Maximum Security owners file federal suit following Derby disqualification

Maximum Security owners file federal suit following Derby disqualification
Maximum Security was disqualified from Kentucky Derby 145, making Country House the winner. (Source: WAVE 3 News)

LOUISVILLE, KY (WAVE) - The owners of Maximum Security, the horse disqualified from Kentucky Derby 145 after crossing the finish line first, have officially filed a federal lawsuit against the Kentucky Horse Racing Commission and the Churchill Downs stewards behind the decision.

They’re requesting a reversal of Maximum’s Security’s disqualification and reinstatement of the original order of finish, which would make Maximum Security the official, undefeated winner of the Kentucky Derby.
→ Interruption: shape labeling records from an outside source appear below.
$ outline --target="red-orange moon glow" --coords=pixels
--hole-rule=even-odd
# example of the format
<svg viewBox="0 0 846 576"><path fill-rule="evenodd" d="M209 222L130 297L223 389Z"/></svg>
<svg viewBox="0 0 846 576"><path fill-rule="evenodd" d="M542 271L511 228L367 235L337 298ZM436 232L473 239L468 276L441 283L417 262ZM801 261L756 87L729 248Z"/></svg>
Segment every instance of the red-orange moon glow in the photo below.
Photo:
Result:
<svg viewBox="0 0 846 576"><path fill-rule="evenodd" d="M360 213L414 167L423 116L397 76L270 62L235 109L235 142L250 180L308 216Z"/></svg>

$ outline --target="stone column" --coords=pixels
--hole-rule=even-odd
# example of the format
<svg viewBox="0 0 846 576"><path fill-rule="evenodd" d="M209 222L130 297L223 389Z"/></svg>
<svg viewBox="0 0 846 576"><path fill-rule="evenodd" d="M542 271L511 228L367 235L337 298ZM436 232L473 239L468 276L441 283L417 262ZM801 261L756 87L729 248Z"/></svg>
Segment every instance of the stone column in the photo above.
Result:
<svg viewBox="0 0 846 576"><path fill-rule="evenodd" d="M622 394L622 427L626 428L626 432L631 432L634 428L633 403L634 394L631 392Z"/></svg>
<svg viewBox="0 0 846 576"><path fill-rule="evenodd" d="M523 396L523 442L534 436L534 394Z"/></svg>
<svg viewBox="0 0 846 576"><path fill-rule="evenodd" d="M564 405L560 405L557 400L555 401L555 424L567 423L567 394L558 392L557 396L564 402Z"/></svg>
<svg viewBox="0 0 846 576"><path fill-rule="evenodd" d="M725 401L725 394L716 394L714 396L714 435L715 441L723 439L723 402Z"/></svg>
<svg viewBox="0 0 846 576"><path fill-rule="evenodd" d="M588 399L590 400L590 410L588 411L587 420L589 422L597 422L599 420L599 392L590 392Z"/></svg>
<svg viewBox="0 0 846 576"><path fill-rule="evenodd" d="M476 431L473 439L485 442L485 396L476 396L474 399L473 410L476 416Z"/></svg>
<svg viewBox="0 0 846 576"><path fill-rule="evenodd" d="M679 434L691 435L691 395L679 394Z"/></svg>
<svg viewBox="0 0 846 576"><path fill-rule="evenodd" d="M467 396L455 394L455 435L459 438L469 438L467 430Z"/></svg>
Owners Gary and Mary West first weighed in on the disqualification last week, citing video evidence as reason why the horse shouldn’t have been disqualified. In that statement, the Wests argued their appeal with KHRC was denied within hours of being submitted. They also said they would evaluate their legal options.

The statement was followed the next day by a meeting between Churchill Downs stewards and attorney Ann Oldfather, representing jockey Luis Saez.

During the meeting, Oldfather presented a seven-minute video to stewards, edited to show Saez and Maximum Security were not to blame for the contact at the top of the stretch that nearly caused a dangerous chain reaction for the 19-horse pack.

The notice of legal action released Wednesday details the moments leading up to the disqualification, as relayed by Tom Luicci, Media Liaison for the Wests.

“Either during the running of the Derby or after, the Stewards could have directed that a sign be flashed on the infield board informing the public that an inquiry into the running of the Derby was being conducted by them to determine whether a foul had been committed. Having not observed any foul or interference, there was no inquiry by the Stewards into the running of the Derby,” the notice reads.

Flavien Prat, jockey for Country House, lodged an objection against Maximum Security, which was disallowed by the stewards. Then came an objection from Jon Court, jockey for Long Range Toddy. The stewards sustained this objection and subsequently Maximum Security was disqualified.

“The Stewards said nothing as to whether the alleged foul altered the finish of the Derby or otherwise caused any horse to have been denied a better placement in the order of finish," the statement reads. "Neither the jockey (Tyler Gaffalione), owner, and trainer of War of Will, nor the jockey (Chris Landeros), owner, and trainer of Bodexpress, lodged any objection with the Stewards. Neither Tyler Gaffalione, the rider of the horse the Stewards said was the most “affected” by Maximum Security, nor Chris Landeros, the jockey of Bodexpress, was interviewed by the Stewards. When the Stewards said in their statement that they “interviewed affected riders,” they were not truthful because neither Gaffalione nor Landeros was interviewed by the Stewards.”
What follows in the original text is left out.